El Gobierno del Perú, a través del Ministerio de Relaciones Exteriores, ha anunciado que el país está ingresando a una nueva fase en su proceso de adhesión a la Organización para la Cooperación y el Desarrollo Económicos (OCDE). El viceministro de Relaciones Exteriores, embajador Félix Denegri, señaló que esta etapa se caracteriza por un incremento en las exigencias y la necesidad imperativa de profundizar en la implementación de reformas estructurales en diversas áreas del Estado.
Durante un encuentro sostenido con embajadores y jefes de misión de los países que integran la OCDE, el viceministro Denegri subrayó que el avance actual es el resultado de un esfuerzo sostenido y coordinado. Este trabajo ha permitido la implementación de estándares técnicos diseñados para fortalecer las políticas públicas y consolidar la institucionalidad del país, sentando las bases para cumplir con los requerimientos del organismo internacional.
Uno de los puntos centrales abordados por el jefe del Servicio Diplomático de la República fue la importancia de la articulación interinstitucional. Denegri enfatizó que, para alcanzar el éxito en este proceso, es fundamental mantener una estrecha coordinación entre las diversas entidades del Estado, así como garantizar la continuidad de las políticas implementadas. El viceministro hizo especial hincapié en la necesidad de mantener una visión de largo plazo, advirtiendo que esto es particularmente crítico en el actual contexto de transición gubernamental.
En este sentido, el funcionario resaltó que la adhesión a la OCDE no es un proyecto coyuntural, sino que constituye una política de Estado. Como prueba de ello, destacó los avances significativos logrados en sectores estratégicos. Entre ellos, resaltó el impulso de estrategias enfocadas en la transformación digital y la adopción de nuevas tecnologías. Asimismo, mencionó que el Perú ha recibido reconocimientos internacionales en los ámbitos de la pesca y la acuicultura, específicamente por sus esfuerzos en materia de sostenibilidad y su lucha contra la pesca ilegal.
El viceministro también reconoció que el acompañamiento de los países miembros de la OCDE es una pieza fundamental en este camino. El apoyo técnico y la guía de estas naciones son esenciales para impulsar las reformas necesarias y asegurar que se implementen las recomendaciones prioritarias formuladas por la organización.

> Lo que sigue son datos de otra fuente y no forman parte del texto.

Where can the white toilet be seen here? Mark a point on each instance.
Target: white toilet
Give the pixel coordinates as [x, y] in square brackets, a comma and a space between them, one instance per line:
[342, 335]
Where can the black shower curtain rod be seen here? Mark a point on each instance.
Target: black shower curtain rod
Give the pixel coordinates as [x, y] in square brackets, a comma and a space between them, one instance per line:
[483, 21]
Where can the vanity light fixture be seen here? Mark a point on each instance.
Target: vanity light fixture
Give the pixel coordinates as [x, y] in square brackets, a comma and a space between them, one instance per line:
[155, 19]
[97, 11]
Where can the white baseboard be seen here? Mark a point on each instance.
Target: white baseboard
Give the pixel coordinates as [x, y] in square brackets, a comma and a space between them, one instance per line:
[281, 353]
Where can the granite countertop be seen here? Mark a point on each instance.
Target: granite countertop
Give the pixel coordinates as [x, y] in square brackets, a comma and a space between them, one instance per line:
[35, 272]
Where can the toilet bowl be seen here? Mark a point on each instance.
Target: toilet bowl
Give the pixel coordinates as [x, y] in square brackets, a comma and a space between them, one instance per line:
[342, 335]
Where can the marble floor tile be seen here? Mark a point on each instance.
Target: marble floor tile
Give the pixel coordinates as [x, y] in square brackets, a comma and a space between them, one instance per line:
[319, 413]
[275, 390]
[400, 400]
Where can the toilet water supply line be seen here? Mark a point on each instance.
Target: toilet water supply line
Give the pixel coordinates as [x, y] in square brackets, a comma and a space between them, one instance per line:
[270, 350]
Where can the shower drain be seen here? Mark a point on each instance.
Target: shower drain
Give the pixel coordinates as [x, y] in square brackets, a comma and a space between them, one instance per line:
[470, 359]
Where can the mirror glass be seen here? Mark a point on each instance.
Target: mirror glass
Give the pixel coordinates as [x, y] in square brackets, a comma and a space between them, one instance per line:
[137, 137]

Por otro lado, la embajadora Ana María Sánchez, alta representante del Perú para el proceso de adhesión, aportó datos cuantitativos sobre el estado actual del trámite. Informó que el país ha alcanzado un progreso cercano al 40% en la fase técnica. Según Sánchez, este porcentaje es el reflejo de una arquitectura institucional que logra articular los distintos niveles del Estado, apoyándose en mecanismos de cooperación internacional. Estos mecanismos no solo impulsan las reformas, sino que promueven espacios de intercambio y permiten un seguimiento riguroso de las recomendaciones emitidas por los comités evaluadores de la OCDE.
No obstante, la embajadora fue clara al señalar que los logros alcanzados coexisten con desafíos pendientes. Identificó áreas críticas que aún requieren atención, tales como la política ambiental, la gobernanza pública y la transformación digital. Estas dimensiones exigen una coordinación multisectorial eficiente y la toma de decisiones firmes en materia de política pública. Ante este escenario, Sánchez destacó el compromiso mostrado por los líderes sectoriales y los equipos técnicos para asegurar la continuidad del proceso.
Finalmente, el secretario general de la Cancillería, embajador Eric Anderson, coincidió en que el Perú posee una base sólida para enfrentar la siguiente etapa del proceso. Sin embargo, subrayó que el reto principal radicará en sostener y profundizar las reformas durante el cambio de gestión administrativa. Anderson concluyó su intervención recordando que las grandes transformaciones estructurales no ocurren de manera inmediata, sino que toman tiempo y se construyen de forma progresiva.